“Jesus Wept” (John 11:35)
In just two words, God shows us a perfect combination of sovereignty and compassion. In two words, God silences the one who asks, “if God already knows what I’m going to do, why am I held accountable for the way I act?”. God’s answer: Jesus’ weeping over Lazarus’ death shows you can believe in My absolute sovereignty and and at the same time, live responsibly and compassionately.
Jesus knew Lazarus would not stay dead for long. In a matter of minutes, He knew He would raise Lazarus from the dead. It was as certain as the sun above and the earth beneath His feet. At His command, Lazarus would stand in front of them all, breathing and talking.
Yet, as Jesus approached the tomb, He wept.
His friend, Lazarus, was indeed dead. But why did Jesus weep over this when He knew full well He would raise Him up again? Scripture tells us that He cried because He loved Lazarus intensely, and because He saw those close to Lazarus also crying. The emotional weight in the air was so thick He was “deeply moved in spirit, and was troubled” (John 11:32-33).
I believe in God’s absolute sovereignty over all things, including the words I speak and the thoughts I think. As Solomon says, “the plans of the heart belong to man, but the answer of the tongue is from the Lord” (Proverbs 16:1). And again, “The lot is cast into the lap, but its every decision is from the Lord” (Proverbs 16:33). I also believe I am responsible for my actions. I don’t see a contradiction or conflict. On one hand, God is above creation. His plans were determined before time began, and He knows the outcome already. As Peter says, God sees all things, past, present, and future, instantaneously (II Peter 3:8). On the other hand, we are finite, constrained to live in time and space. We must live out our days in real-time, and take things as they come. This same Peter, in the same letter, exhorts us to be diligent to be found by Him in peace, spotless and blameless (II Peter 3:14).
When Jesus wept, He showed us how a believer in God’s sovereignty lives responsibly. In this case, His responsibility was to have compassion, and He certainly showed that. He allowed the sorrow, the loss, the grieving, to reach His heart and soften it. In fact, He was deeply moved. That’s the emotion I want to feel for those grieving around me.

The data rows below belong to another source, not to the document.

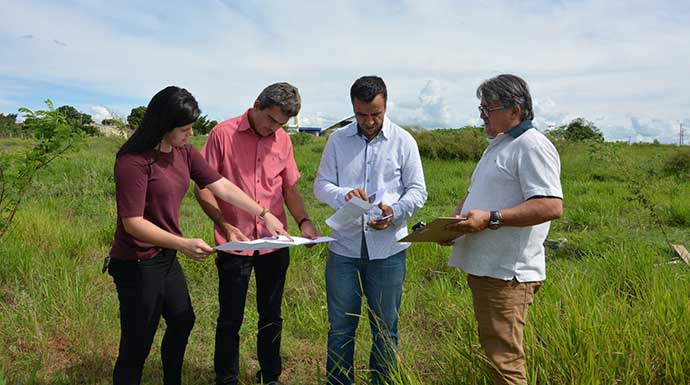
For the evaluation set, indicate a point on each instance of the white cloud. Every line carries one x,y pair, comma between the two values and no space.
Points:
588,58
429,110
98,113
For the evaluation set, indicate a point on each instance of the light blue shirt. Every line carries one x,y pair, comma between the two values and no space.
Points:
391,162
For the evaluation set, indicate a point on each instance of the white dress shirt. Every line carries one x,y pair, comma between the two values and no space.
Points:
391,162
511,171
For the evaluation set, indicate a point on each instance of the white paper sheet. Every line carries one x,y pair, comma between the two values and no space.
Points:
270,243
353,209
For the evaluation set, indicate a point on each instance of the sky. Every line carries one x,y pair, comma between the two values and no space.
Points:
624,65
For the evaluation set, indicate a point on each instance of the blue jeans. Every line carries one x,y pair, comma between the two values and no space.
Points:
381,282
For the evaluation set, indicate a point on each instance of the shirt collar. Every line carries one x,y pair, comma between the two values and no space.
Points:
245,126
520,128
385,132
244,122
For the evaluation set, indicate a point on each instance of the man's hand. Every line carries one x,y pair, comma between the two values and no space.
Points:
308,230
232,233
386,211
196,249
471,222
274,226
359,193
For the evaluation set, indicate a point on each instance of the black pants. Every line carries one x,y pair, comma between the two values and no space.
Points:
234,272
148,289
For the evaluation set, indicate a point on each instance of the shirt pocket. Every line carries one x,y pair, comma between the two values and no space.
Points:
505,170
273,167
392,170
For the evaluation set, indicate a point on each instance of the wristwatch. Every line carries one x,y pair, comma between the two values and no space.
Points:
495,220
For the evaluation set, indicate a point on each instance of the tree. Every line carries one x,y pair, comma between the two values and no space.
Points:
9,125
135,117
54,136
581,129
78,120
202,126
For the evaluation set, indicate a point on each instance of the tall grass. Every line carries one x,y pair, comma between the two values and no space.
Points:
611,311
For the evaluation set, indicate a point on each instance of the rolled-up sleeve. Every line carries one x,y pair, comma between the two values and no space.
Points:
415,193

Jesus, the One who holds all things together (Hebrews 1:3), cried with sympathy for those around Him. My belief in God’s absolute sovereignty over me doesn’t excuse me from doing the right thing, from treating people according to their need, from empathizing with the hurts of those around me, and from responding to those people. Because Jesus wept, I must also sympathize, mourn, cry, encourage, and evangelize…even though we know God has already planned the outcome of all things.